This is the reproduction package for TORQUE: A Reading Comprehension Dataset of Temporal Ordering Questions in EMNLP'2020 (link).
Please see here.
You may want to run the following python script first if averaged_perceptron_tagger
isn't already installed on your computer.
import nltk
nltk.download('averaged_perceptron_tagger')
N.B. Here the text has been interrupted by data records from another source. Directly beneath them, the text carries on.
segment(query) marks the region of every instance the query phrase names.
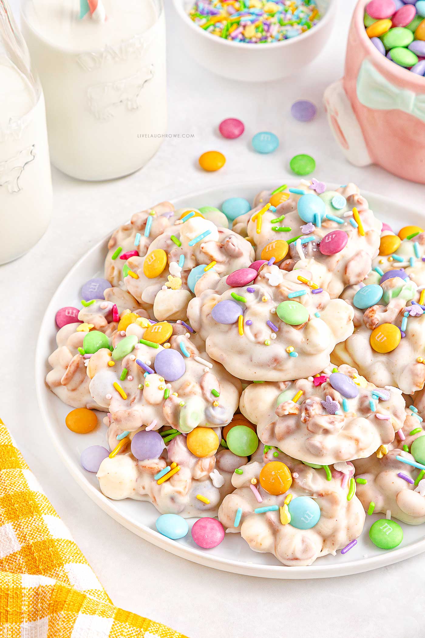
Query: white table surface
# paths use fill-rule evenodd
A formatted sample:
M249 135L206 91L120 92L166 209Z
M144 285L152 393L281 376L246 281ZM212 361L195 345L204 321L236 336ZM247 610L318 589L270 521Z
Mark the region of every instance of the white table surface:
M191 638L419 636L424 554L375 572L311 581L254 579L196 565L150 545L104 514L74 482L47 437L33 369L45 308L76 260L135 211L251 175L275 175L284 183L291 176L289 160L301 152L315 158L315 177L325 182L353 181L364 189L408 198L410 204L423 207L423 186L403 182L377 167L352 167L327 126L321 98L327 85L342 75L355 0L342 0L331 40L302 77L253 85L212 75L188 57L176 17L169 0L165 1L168 130L193 133L194 138L167 140L143 170L109 182L78 182L53 169L54 216L50 228L27 255L0 267L0 414L115 604ZM18 2L15 0L14 9ZM313 122L291 119L291 105L300 98L319 106ZM218 124L227 117L245 122L241 139L226 140L218 134ZM278 151L269 156L257 154L250 146L252 135L262 130L274 131L280 140ZM222 151L227 163L218 173L203 172L198 158L212 149ZM164 595L162 584L167 581ZM393 612L394 606L399 613Z

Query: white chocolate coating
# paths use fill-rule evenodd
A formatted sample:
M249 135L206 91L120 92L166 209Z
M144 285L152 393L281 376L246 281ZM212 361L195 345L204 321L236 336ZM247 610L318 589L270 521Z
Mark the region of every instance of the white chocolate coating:
M203 233L208 232L205 239L193 246L189 242ZM181 246L177 246L171 239L174 235ZM216 262L213 268L217 274L229 274L240 268L249 267L254 260L254 249L243 237L228 228L217 228L208 219L193 217L184 223L177 223L168 228L162 235L152 241L148 255L156 249L162 249L167 253L168 263L157 277L149 278L143 272L146 257L132 257L128 260L131 270L136 273L138 278L131 276L125 278L124 283L131 294L144 308L150 308L158 321L175 320L186 318L187 304L193 293L187 285L187 278L196 266L206 266ZM176 276L176 265L182 255L184 263L180 274ZM172 272L170 272L170 269ZM175 290L163 286L172 283L172 278L178 277L181 285ZM198 285L200 282L198 282Z
M188 317L205 341L209 355L235 376L253 380L286 381L314 375L326 367L335 345L352 333L354 312L342 299L331 300L324 291L313 294L307 285L298 281L298 276L313 279L306 271L286 272L277 266L264 265L248 286L254 288L254 292L247 292L247 286L229 288L223 278L215 290L206 290L192 299L187 308ZM309 318L303 324L290 325L279 319L276 308L281 302L288 300L289 293L299 291L306 293L293 300L308 309ZM196 292L199 294L198 289ZM219 323L212 315L219 302L233 300L232 293L247 300L240 303L243 310L242 336L237 322ZM277 332L267 324L269 320L278 327ZM252 324L247 325L249 321ZM268 340L270 345L264 344ZM292 357L287 352L290 346L298 357Z
M265 463L282 461L292 473L293 480L287 493L280 496L268 494L260 485L258 478ZM284 565L307 565L319 556L336 554L361 533L365 514L360 501L354 494L347 499L348 487L336 473L326 480L324 470L314 470L279 452L274 457L271 450L261 460L252 461L241 468L242 474L234 474L232 483L236 489L226 496L219 510L219 519L226 532L240 533L251 549L273 554ZM257 488L263 502L259 503L250 489L251 479L257 478ZM291 523L282 524L279 510L255 514L257 507L268 505L283 507L288 494L292 498L312 497L321 508L321 517L310 530L299 530ZM238 508L242 515L240 524L234 526Z
M347 412L342 407L343 396L332 387L329 380L315 386L311 376L297 381L252 383L242 393L241 412L257 425L263 443L278 447L306 463L331 465L368 457L380 445L394 440L405 420L405 400L395 389L377 389L360 378L357 371L349 366L340 366L338 371L358 385L357 396L347 399ZM374 412L370 400L375 389L387 393L389 399L375 399ZM299 390L303 395L294 403L292 399ZM338 406L327 397L336 401ZM281 403L278 404L279 397ZM331 413L327 411L328 405ZM337 413L332 413L335 408ZM389 419L380 419L377 415Z
M299 188L305 193L317 195L315 191L311 189L311 181L301 180ZM335 209L331 204L333 198L338 194L342 195L347 201L346 205L340 209ZM234 230L254 241L256 259L261 258L261 251L264 246L277 239L287 241L299 235L301 237L313 236L317 241L305 244L300 248L297 246L298 242L289 244L287 255L284 260L277 263L285 270L303 268L314 272L315 282L327 290L332 299L339 297L346 286L358 283L364 279L370 271L372 258L378 254L382 224L370 210L367 201L360 195L355 184L349 184L336 191L326 191L317 195L326 204L326 214L338 218L343 223L338 223L325 217L320 227L310 225L310 230L306 229L306 222L301 219L297 211L297 202L301 195L290 193L287 201L280 204L274 212L268 211L263 214L261 232L257 233L257 221L252 218L269 201L270 195L271 193L266 191L259 193L254 200L254 208L245 215L236 218L233 223ZM352 211L354 207L359 211L364 230L364 235L350 223L350 220L353 219ZM282 214L285 215L284 220L277 223L271 221ZM291 230L288 232L273 230L279 226ZM348 235L348 241L340 252L333 255L322 255L318 244L332 230L344 231Z
M364 478L366 485L357 484L357 495L366 512L371 501L375 503L375 512L386 513L389 510L393 518L398 519L410 525L419 525L425 523L425 496L421 496L424 490L421 486L412 484L398 475L404 474L415 481L419 474L419 470L398 461L396 456L401 456L410 461L414 461L412 454L403 452L403 445L410 448L415 439L423 436L423 431L410 436L409 433L421 426L418 419L409 410L406 410L407 417L403 432L405 439L401 440L398 435L394 443L389 446L388 454L378 459L372 454L368 459L361 459L354 462L356 478Z
M131 452L107 457L96 475L101 490L115 500L148 501L161 514L187 518L217 516L223 498L233 490L234 470L247 459L222 449L208 458L198 458L187 449L185 440L182 435L175 437L159 459L138 461ZM180 470L158 485L155 475L173 462ZM198 494L210 503L199 500Z

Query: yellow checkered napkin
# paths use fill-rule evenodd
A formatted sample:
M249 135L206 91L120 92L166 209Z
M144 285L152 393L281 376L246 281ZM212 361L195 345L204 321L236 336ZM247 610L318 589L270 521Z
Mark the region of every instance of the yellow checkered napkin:
M186 638L113 606L1 419L0 638Z

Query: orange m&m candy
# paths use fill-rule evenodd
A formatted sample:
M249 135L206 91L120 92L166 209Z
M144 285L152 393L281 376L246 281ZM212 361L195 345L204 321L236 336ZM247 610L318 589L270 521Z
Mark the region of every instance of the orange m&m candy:
M292 484L289 468L281 461L266 463L260 472L259 479L261 487L274 496L285 494Z
M65 424L71 432L86 434L96 427L97 417L95 413L88 408L76 408L66 415Z

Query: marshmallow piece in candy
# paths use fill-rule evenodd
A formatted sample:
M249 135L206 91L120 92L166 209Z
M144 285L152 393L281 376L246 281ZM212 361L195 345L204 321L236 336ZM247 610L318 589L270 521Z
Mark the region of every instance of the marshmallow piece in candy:
M349 366L326 380L252 383L242 393L241 412L264 445L308 463L368 457L394 440L405 416L401 393L377 388Z
M233 230L255 242L257 259L262 254L264 256L266 247L274 242L289 243L289 252L278 256L275 264L285 270L311 271L317 285L336 298L346 286L358 283L370 272L371 260L378 254L382 224L354 184L336 191L322 189L319 184L317 180L301 180L275 211L268 210L261 215L259 225L255 214L274 197L261 191L252 210L235 219ZM359 211L364 235L356 223L350 223L354 221L354 208ZM305 235L308 224L312 227Z
M343 487L339 477L328 481L324 470L308 467L279 450L263 456L262 449L240 468L241 473L233 475L236 489L220 507L219 520L227 533L240 533L254 551L273 554L288 566L312 565L360 535L364 512L356 494L347 500L349 487ZM294 478L287 492L274 495L259 479L263 468L277 461L287 466Z
M272 285L275 274L277 285ZM336 343L352 333L354 311L325 292L315 294L303 283L312 279L309 271L267 265L247 287L229 288L222 278L215 290L189 302L191 325L212 359L239 378L285 380L318 373L329 365Z

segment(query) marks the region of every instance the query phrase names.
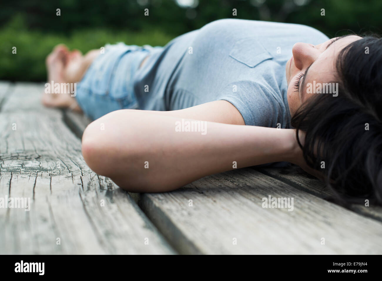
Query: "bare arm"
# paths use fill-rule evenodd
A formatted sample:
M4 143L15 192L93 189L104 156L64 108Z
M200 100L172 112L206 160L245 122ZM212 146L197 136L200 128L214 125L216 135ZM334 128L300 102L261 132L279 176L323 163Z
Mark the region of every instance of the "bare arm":
M173 190L205 176L232 170L234 161L240 168L293 161L297 151L294 130L217 123L244 124L234 107L218 101L219 107L213 102L207 108L209 104L177 112L125 110L107 114L84 132L84 158L96 173L125 189L139 192ZM233 114L227 114L230 110L225 110L222 102L233 107L230 108L234 109ZM180 131L179 127L177 131L177 124L191 122L193 120L188 118L195 115L215 121L204 123L205 134L197 129Z

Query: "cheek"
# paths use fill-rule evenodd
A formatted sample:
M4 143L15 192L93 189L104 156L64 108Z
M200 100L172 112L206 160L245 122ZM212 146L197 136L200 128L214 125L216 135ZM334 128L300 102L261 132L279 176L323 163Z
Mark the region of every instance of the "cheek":
M290 112L291 115L293 116L301 103L298 96L298 92L295 92L294 89L290 87L288 89L287 97L288 105L289 107L289 111Z

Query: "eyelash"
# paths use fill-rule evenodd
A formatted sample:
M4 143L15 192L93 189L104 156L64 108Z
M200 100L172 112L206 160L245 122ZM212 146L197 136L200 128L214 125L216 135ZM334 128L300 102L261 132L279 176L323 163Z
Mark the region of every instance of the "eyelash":
M303 77L304 77L304 73L301 72L298 74L297 80L293 83L293 87L296 89L296 92L299 92L300 90L300 81Z
M335 41L336 41L337 40L337 38L333 38L332 39L331 39L329 41L329 44L328 44L328 45L330 45L330 44L332 43Z

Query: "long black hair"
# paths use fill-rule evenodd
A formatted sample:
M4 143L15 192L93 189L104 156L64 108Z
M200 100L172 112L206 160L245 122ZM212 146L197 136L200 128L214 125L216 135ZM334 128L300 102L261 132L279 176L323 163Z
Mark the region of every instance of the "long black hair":
M293 116L305 161L344 203L382 203L382 39L346 46L336 61L338 95L316 94ZM337 81L335 81L337 80ZM306 133L304 145L298 130Z

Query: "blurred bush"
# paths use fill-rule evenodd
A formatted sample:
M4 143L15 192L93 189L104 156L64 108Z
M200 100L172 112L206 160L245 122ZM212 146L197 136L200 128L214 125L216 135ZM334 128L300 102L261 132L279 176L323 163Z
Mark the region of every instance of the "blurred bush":
M83 53L118 42L163 45L227 18L306 24L330 37L349 30L381 33L382 24L380 0L15 0L2 6L0 79L11 81L44 80L45 58L60 43Z

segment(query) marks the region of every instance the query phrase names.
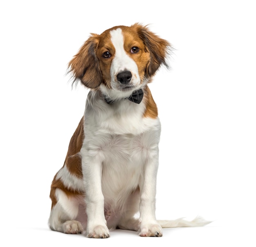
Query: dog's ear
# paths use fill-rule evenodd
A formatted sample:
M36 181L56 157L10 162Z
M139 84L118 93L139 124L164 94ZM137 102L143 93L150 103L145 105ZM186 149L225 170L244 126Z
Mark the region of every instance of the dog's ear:
M161 65L168 68L166 60L172 49L171 44L150 31L147 26L135 23L133 26L137 29L138 34L150 54L150 60L147 65L146 74L152 76Z
M90 88L96 88L101 83L101 72L96 56L98 37L98 34L92 34L69 64L68 72L73 74L74 82L80 81Z

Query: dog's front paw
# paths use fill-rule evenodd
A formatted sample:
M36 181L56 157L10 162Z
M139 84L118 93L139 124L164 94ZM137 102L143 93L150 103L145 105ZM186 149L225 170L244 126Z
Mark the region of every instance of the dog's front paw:
M99 225L93 227L92 230L88 229L88 238L109 238L109 230L106 226Z
M63 227L64 233L78 234L83 232L82 225L77 220L67 220L63 223Z
M162 237L162 228L157 223L141 225L139 236L141 237Z

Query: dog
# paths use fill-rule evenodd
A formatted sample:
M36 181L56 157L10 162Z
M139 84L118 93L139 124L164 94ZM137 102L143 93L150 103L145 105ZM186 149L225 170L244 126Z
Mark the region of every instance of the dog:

And then, to process TORQUE for the modeling, run from the root dir of this project,
mkdir -p data
python code/process_train.py
python code/process_dev.py
python code/process_test.py
You may find some output message like below, which is expected.
...
case 2: single character ('(12,13)', 's')
ignore case: WDT
...
Processed TORQUE data can be found in data/
Fine-tune pretrained LMs on TORQUE
bash code/run_end_to_end.sh
Evaluate trained model and report performances
bash code/eval_end_to_end.sh
Output model predictions for the leaderboard
bash code/pred_for_leaderboard.sh
Assuming your trained model is saved in ${model_dir}/pytorch_model.bin
where ${model_dir}
corresponds to the ${output_dir}
in run_end_to_end.sh
If you want to test your output format for the leaderboard, you can use the provided dev set by running,
bash code/pred_for_leaderboard.sh
the output evaluation metrics should be identical to those from eval_end_to_end.sh.